CMOs were once custodians of the brand, but that’s changed today. As the CMO role has evolved, marketing has become a pivotal force for a company’s strategy and to influence its vision.
In the next phase, CMOs will need to be strategic drivers for the business by creating connections across leadership functions and acting like ‘chief collaboration officers’ who unify the company’s strategy across the C-suite. With the depth of knowledge marketers have on customers and prospective employees, CMOs are more than ever poised to drive growth, strategy and culture with their forward-learning approach. Everything CMOs focus on has a significant influence on the entirety of the company and business.
How important is data in today’s marketing, and how can it be used strategically?
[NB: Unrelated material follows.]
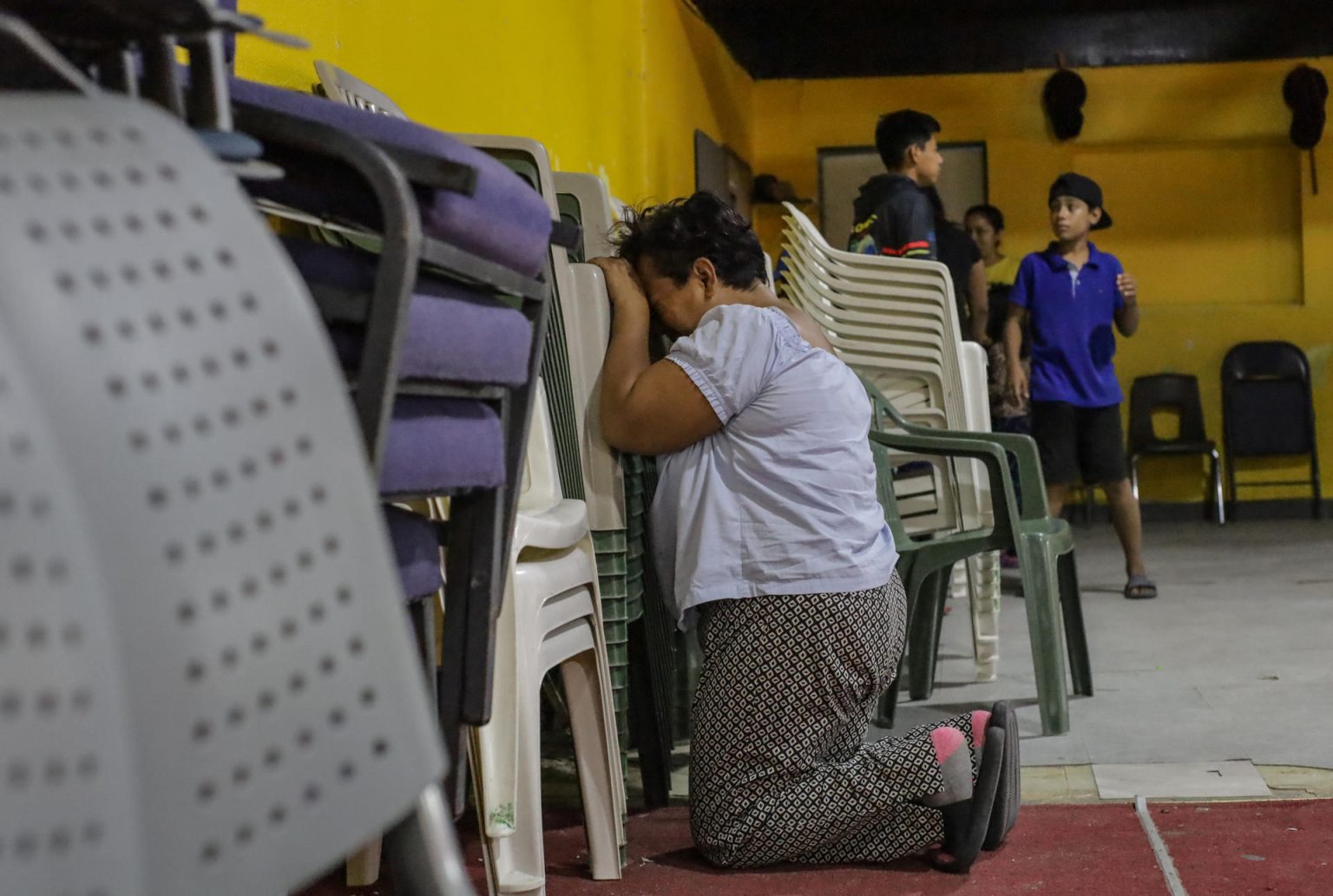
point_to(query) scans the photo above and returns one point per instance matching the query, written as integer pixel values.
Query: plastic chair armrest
(955, 446)
(555, 529)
Data is like oxygen to marketing; we need it to function and without it it’s hard to breathe. Data has to inform everything. It’s no longer just about insights. For us, data informs everything we do, from thought leadership creation to creative and design development. It is more than simply about evaluating and assessing performance. Data tells us what’s next. It’s the guiding force.
How important is technology in modern marketing?
Technology is a critical enabler. If data is oxygen, technology is the forest. Without it, we are missing our building blocks. But it’s not just important to have the right technology. The right intent and mindset are required to infuse and embrace a data-informed culture so that every single team member can leverage data across all programs and initiatives. People and teams need to be skilled to maximise technology, and we need diverse thinking to interpret it in a sophisticated way.
What media channels do you see as most important and best value when it comes to marketing?
Now that we live in the attention economy, the most powerful connection you can make is to get your audience to opt in to spend time with you. That means thinking more like a streaming platform. Much like Netflix, leverage data to learn what your audience wants, deliver on that and use the right mix of media channels to engage your audience. Engagement requires not just information, but entertainment. This year, more and more marketers will realise that it’s not about what you want – it’s about what your audience wants. It will require thinking of new ways and using diverse media channels to encourage audiences to opt in by combining compelling stories, data and entertainment.
What for you is the key to any successful marketing campaign and what actually makes a ‘good lead’?
I avoid using the word campaign because campaigns mark a specific point in time. They’re ‘one and done’. Rather, we talk about journeys and how we bring our audience along a lifecycle. Marketers need to quickly test and innovate and continuously ideate with new initiatives and iterations. A campaign mindset no longer serves modern marketing.
What are the biggest pain points in a marketing campaign?
A campaign mindset is no longer relevant. Having a product mindset is a key component to a successful marketing journey – the ability to test, innovate and iterate. When those factors are not present, campaigns aren’t successful. They are ‘one and done’, serve a specific point in time and are not fit for change and innovation.